Wie sich der Teich dann allerdings im Sommer aufheizen wird, kann man erst sagen wenn du uns verrätst ob den ganzen Tag die Sonne hinknallt.

Am besten wäre es, du machst ein paar Fotos von der geplanten Fläche und dem Umfeld und zeigst sie uns. Wie das mit den Fotos geht kannst in meiner Signatur nachlesen.


----------



## terteifan (6. Mai 2008)

*AW: Hilfe beim Bau eines Terrassenteichs / Hochteich*

Danke für die Antwort,

über die Sonne hatte ich mir noch garkeine Gedanken gemacht!!
Denn ich war bisher immer verunsichert wegen der Stabilität und wenn es in Beiträgen um Temperaturen ging, dann eher die Minusgrade im Winter.

Aber bei uns sieht es so aus: Volle Südlage und wenn mich jetzt mein Nie-Ohne-Seife-Waschen-Kompaß ganz täuscht, soll der Hochteich auf östliche Seite der Terrasse.
Was will ich damit sagen, achja - sehr viel Sonne den ganzen Tag!

Wenn ich das jetzt richtig verstanden habe, baue ich den Rand mit den Beton-Schalsteinen (habe gerade mal gegooglet: das sind doch die hohlen Steine, die dann mit Beton aufgefüllt werden (muß da auch noch Eisen rein??)).
Dann noch Styroporplatten zum dämmen rein (müsste ich noch vom Bau was haben, aber das sind 12,5er glaube ich -bisschen dick.

Solte ich dann das Ganze mit Erde befüllen um die Zonen modelieren zu können und dann das Vlies und die Folie rein?

Und noch eine Frage fällt mir da ein, kann man hinterher gefahrlos in die Steine bohren und den Teich von aussen mit Holz zu verkleiden?


----------



## Digicat (6. Mai 2008)

*AW: Hilfe beim Bau eines Terrassenteichs / Hochteich*

Servus Maik

Wenn dein zukünftiger Teich in der vollen Sonne steht, würde ich ihn mit irgend etwas (Sonnenschirm, Markise oder einer höheren Pflanze (Palme oder __ Oleander, usw.) im Kübel beschatten.

Ich denke die 12,5er Styrodur sind doch zu stark, aber wennst deiner Ansicht genug Volumen hast, kannst die auch nehmen.
Das mit der Erde modellieren ist eine gute Idee, aber nicht aufs verdichten vergessen.
In den Stein kannst sicher Löcher bohren für eine Verkleidung, solange der Schalstein stark genug ist. Ich denke so ein 20iger wäre schon richtig und Armierungseisen (8mm oder 10mm) gehören auch hinein.

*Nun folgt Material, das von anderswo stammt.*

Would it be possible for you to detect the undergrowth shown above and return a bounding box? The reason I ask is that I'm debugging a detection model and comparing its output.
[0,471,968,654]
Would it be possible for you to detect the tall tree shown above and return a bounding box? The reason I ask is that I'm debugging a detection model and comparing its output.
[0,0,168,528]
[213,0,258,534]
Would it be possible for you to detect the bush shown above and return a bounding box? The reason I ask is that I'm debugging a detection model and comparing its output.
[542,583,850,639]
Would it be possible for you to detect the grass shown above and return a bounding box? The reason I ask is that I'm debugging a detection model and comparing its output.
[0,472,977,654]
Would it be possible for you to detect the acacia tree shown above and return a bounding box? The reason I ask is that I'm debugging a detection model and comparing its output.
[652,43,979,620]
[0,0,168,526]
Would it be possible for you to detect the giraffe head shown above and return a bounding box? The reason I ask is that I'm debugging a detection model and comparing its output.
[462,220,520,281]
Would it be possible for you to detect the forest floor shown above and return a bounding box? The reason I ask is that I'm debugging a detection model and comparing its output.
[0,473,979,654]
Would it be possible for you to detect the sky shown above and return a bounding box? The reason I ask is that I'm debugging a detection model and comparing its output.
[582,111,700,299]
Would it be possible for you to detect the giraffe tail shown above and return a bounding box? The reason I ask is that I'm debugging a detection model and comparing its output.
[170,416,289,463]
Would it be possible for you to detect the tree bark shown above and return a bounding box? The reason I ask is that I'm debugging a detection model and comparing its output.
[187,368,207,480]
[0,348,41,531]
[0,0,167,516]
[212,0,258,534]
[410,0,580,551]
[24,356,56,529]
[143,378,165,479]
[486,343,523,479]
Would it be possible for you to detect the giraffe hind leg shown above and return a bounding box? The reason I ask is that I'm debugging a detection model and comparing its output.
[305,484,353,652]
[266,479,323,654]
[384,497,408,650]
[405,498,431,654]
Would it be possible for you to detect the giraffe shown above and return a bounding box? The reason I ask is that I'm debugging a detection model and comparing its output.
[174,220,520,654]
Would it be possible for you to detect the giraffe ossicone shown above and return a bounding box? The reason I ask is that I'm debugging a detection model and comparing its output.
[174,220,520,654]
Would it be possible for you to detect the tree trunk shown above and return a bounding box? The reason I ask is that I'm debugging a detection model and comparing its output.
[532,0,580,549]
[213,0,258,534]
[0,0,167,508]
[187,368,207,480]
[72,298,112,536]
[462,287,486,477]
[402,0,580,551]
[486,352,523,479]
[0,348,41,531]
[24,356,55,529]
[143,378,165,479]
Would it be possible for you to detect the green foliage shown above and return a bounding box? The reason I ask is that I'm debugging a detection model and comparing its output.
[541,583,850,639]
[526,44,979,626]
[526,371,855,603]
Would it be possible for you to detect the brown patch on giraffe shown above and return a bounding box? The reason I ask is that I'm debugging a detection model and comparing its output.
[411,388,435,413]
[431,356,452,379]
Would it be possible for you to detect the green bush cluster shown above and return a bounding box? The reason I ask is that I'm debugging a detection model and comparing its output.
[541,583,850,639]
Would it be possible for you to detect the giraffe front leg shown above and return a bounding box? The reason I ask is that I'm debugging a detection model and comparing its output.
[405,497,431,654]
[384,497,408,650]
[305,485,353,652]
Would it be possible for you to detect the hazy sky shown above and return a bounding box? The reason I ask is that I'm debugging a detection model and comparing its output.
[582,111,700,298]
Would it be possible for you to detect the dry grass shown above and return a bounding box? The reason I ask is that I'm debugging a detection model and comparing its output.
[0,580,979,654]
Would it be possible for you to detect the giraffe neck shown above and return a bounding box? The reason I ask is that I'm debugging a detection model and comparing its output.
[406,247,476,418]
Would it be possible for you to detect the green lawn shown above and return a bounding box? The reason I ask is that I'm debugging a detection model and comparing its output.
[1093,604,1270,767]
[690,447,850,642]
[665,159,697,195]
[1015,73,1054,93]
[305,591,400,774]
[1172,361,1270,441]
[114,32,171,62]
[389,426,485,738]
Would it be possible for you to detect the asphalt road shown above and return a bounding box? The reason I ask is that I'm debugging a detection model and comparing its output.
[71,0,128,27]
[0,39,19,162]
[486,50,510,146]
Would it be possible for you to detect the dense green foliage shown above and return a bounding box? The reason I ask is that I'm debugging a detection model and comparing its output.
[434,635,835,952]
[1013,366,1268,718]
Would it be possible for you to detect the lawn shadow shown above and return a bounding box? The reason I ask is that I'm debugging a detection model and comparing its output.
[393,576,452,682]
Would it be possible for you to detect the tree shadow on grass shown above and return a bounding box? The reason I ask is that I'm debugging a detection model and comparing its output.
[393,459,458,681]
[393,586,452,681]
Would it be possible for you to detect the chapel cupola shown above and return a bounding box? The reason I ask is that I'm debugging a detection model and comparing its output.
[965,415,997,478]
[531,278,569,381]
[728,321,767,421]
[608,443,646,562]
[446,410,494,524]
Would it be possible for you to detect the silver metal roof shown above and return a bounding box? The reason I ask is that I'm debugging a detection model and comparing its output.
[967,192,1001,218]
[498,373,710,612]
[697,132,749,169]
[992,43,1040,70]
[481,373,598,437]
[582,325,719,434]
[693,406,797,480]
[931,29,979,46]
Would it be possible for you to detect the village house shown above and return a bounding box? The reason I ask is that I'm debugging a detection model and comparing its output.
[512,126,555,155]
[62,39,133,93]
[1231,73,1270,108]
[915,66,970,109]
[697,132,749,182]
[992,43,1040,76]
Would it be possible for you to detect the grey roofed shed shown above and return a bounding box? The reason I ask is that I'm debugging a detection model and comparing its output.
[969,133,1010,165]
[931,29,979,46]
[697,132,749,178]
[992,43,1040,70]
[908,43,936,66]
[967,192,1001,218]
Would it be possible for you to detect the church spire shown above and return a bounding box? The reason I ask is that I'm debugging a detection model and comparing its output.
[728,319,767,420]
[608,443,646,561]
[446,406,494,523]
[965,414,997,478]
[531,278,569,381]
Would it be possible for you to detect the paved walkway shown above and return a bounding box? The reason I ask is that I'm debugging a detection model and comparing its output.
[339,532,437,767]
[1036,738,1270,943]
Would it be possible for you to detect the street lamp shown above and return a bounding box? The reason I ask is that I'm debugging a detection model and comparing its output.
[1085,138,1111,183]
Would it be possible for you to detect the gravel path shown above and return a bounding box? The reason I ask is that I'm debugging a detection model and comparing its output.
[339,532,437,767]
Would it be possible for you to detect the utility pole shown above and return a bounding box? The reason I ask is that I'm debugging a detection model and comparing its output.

Zur Technik: einen Bodenablauf und einen Skimmer würde ich schon einbauen, auch wenn du es im Moment noch nicht brauchst. Aber wennst einmal auf den "Fisch" gekommen bist, hast dann die Möglichkeit einen Filter anzuschließen.

Und wie gesagt Fotos wären nicht schlecht, da kann man die Situation besser einschätzen und dadurch besser helfen 

Edit: Was mir noch eingefallen ist: Ist die Terrasse unterkellert, Frage nur wegen der Statik, denn da kommt schon einiges an Gewicht zusammen.


----------



## Annett (6. Mai 2008)

*AW: Hilfe beim Bau eines Terrassenteichs / Hochteich*

Hi,

hier mal noch zwei recht ähnlich Themen vom letzten Jahr.
https://www.hobby-gartenteich.de/xf/threads/4604
https://www.hobby-gartenteich.de/xf/threads/5349
(Ist 2x der gleiche Teich...)

Ansonsten: Mach doch mal ne Skizze rein, wenns vorm inneren Auge schon fertig ist. 
Die Entscheidung mit/ohne Fische sollte bereits jetzt fallen (ohne kannst Du Dir einigen Aufwand ersparen).


----------



## terteifan (6. Mai 2008)

*AW: Hilfe beim Bau eines Terrassenteichs / Hochteich*

Die Terrasse ist nicht unterkellert, somit kein statisches Problem mit dem Gewicht.
Ich habe auch gerade nochmal gemessen.
Ich kann eine max Fläche von ca. 1,5m * ca. 5m für den Teich bebauen.
Das sind die Aussenmaße für die Abmauerung. Bei einem 20er Stein + Styropor bleiben dann ~1,00m * 4,5m für den Teich.
Also quadratisch - oder eher rechteckig - praktisch, gut.
Bei der Höhe Mauerhöhe haben wir uns jetzt auf ca. 60cm geeinigt, dann kann man noch gemütlich auf dem Rand sitzen.
Die Wasserhöhe soll dann um die 50cm betragen.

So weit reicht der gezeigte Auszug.